For the next page you should use skip():

> db.posts.find().skip(10).limit(10)

Aggregation

In relational databases we have this nice concept of aggregation using GROUP BY together with HAVING and a number of aggregation functions like AVG, SUM, etc. It happens that MongoDB implements this concept using aggregate() method.
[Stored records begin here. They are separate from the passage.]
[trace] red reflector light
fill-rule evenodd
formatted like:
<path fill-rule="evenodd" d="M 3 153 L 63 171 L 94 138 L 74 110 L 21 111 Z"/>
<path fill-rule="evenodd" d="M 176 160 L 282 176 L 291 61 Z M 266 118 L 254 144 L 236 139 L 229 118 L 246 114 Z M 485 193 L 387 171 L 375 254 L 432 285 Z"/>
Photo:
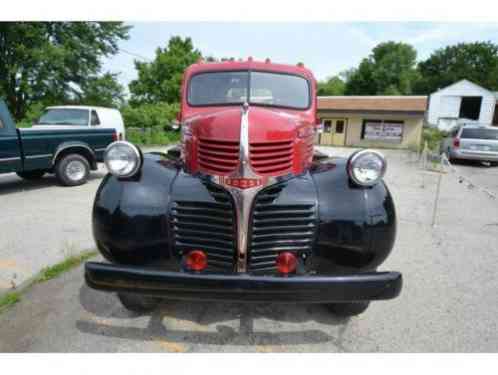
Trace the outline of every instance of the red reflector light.
<path fill-rule="evenodd" d="M 187 254 L 185 265 L 189 270 L 202 271 L 207 267 L 207 256 L 204 251 L 193 250 Z"/>
<path fill-rule="evenodd" d="M 296 270 L 297 258 L 294 254 L 285 252 L 277 257 L 277 270 L 280 273 L 288 274 Z"/>

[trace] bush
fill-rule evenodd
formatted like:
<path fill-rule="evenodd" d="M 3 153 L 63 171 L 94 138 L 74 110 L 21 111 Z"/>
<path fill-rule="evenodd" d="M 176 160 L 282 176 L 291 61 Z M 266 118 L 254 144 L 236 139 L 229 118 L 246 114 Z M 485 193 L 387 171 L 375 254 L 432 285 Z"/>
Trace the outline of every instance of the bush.
<path fill-rule="evenodd" d="M 127 128 L 156 128 L 171 129 L 179 111 L 178 103 L 142 104 L 137 107 L 130 105 L 121 108 L 123 121 Z"/>
<path fill-rule="evenodd" d="M 441 141 L 447 136 L 447 132 L 439 130 L 438 128 L 424 127 L 422 131 L 422 145 L 420 149 L 423 150 L 425 142 L 427 142 L 430 150 L 439 153 L 439 146 L 441 144 Z"/>

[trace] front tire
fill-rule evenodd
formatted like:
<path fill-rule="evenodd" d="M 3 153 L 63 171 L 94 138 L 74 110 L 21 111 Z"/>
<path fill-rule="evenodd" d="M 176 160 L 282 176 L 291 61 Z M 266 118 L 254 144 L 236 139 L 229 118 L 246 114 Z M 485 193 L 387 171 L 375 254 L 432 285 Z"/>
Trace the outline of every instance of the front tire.
<path fill-rule="evenodd" d="M 337 316 L 349 317 L 360 315 L 370 305 L 370 302 L 347 302 L 347 303 L 329 303 L 327 308 Z"/>
<path fill-rule="evenodd" d="M 36 170 L 36 171 L 25 171 L 25 172 L 17 172 L 16 174 L 25 179 L 25 180 L 39 180 L 45 175 L 45 171 Z"/>
<path fill-rule="evenodd" d="M 118 298 L 127 310 L 138 314 L 151 312 L 155 310 L 160 303 L 158 298 L 131 293 L 118 293 Z"/>
<path fill-rule="evenodd" d="M 88 181 L 90 164 L 84 156 L 69 154 L 57 161 L 55 175 L 63 186 L 83 185 Z"/>

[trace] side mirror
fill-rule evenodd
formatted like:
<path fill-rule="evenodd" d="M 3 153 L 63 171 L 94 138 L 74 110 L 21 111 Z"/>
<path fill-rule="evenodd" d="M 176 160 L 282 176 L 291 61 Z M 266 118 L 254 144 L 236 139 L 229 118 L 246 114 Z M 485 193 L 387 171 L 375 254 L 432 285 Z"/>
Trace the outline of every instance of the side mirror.
<path fill-rule="evenodd" d="M 171 129 L 173 129 L 174 131 L 180 130 L 180 123 L 178 122 L 178 120 L 174 120 L 171 123 Z"/>

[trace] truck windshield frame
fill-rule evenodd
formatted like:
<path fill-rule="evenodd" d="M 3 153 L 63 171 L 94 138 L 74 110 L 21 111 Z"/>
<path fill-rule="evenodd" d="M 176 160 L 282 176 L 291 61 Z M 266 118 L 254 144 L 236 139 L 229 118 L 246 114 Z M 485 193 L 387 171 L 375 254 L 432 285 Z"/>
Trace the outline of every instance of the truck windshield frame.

As an example lets fetch the average blog posts ratings per year to see, if our blog is getting better:

> db.posts.aggregate([
  {
    "$group": {
      "_id": "$published_year",
      "avg_rating": { "$avg": "$rating" }
    }
  }
])

For this set of documents:

{ "title": "First", "published_year": 2009, "rating": 5 }
{ "title": "Second", "published_year": 2009, "rating": 3 }
{ "title": "Last", "published_year": 2010, "rating": 2 }

…we would receive:

{ "_id": 2009, "avg_rating": 4 }
{ "_id": 2010, "avg_rating": 2 }

Aggregation pipeline

What is cool about MongoDB is that we can build an aggregation pipeline where we can split our query into a sequence of stages:

> db.posts.aggregate([stage1, stage2, stage3, stage4, ...])

Each stage can be one of:

$group - as shown above for grouping documents
$match - for filtering documents (similar to WHERE and HAVING in SQL)
$sort - for sorting
$limit - for narrowing the number of documents
$project - for narrowing the number of fields in documents

As our final example lets assume we are publishing sponsored posts on our blog. Let us create aggregation pipeline showing top 5 sponsors with the best-rated blog posts about Java:

> db.posts.aggregate([
  { "$match": { "tags": "Java" }},
  { "$project": { "_id": false, "sponsor": true, "rating": true }},
  { "$group": { "_id": "$sponsor", "avg_rating": { "$avg": "$rating" }}},
  { "$sort": { "avg_rating": 1 }},
  { "$limit": 5 }
])

What is MongoDB good for?

According to NoSQL Distilled by Pramod J. Sadalage and Martin Fowler there are some common use cases for MongoDB:

event logging - as a central database for events in the whole app (storing unstructured data and scalability are MongoDB’s advantages)
CMS and blogging - a blog together with comments can be retrieved in one query
e-commerce - products in an online shop have various attributes which makes relational database not very suitable for this purpose (no schema acts in favor of MongoDB)
website monitoring - you can fetch queries in real-time

Where to go next?

If you want to get your hands dirty Code School has a very nice course on MongoDB.

However, if reading is your preferred way of learning you also have multiple good options. As an introductory material the previously mentioned NoSQL Distilled is a great starting point. If you want to dig deeper MongoDB: The Definitive Guide by Kristina Chodorow would be your best bet.

Final words

I hope you enjoyed this article and you now have a grasp of what MongoDB is and how can it be used.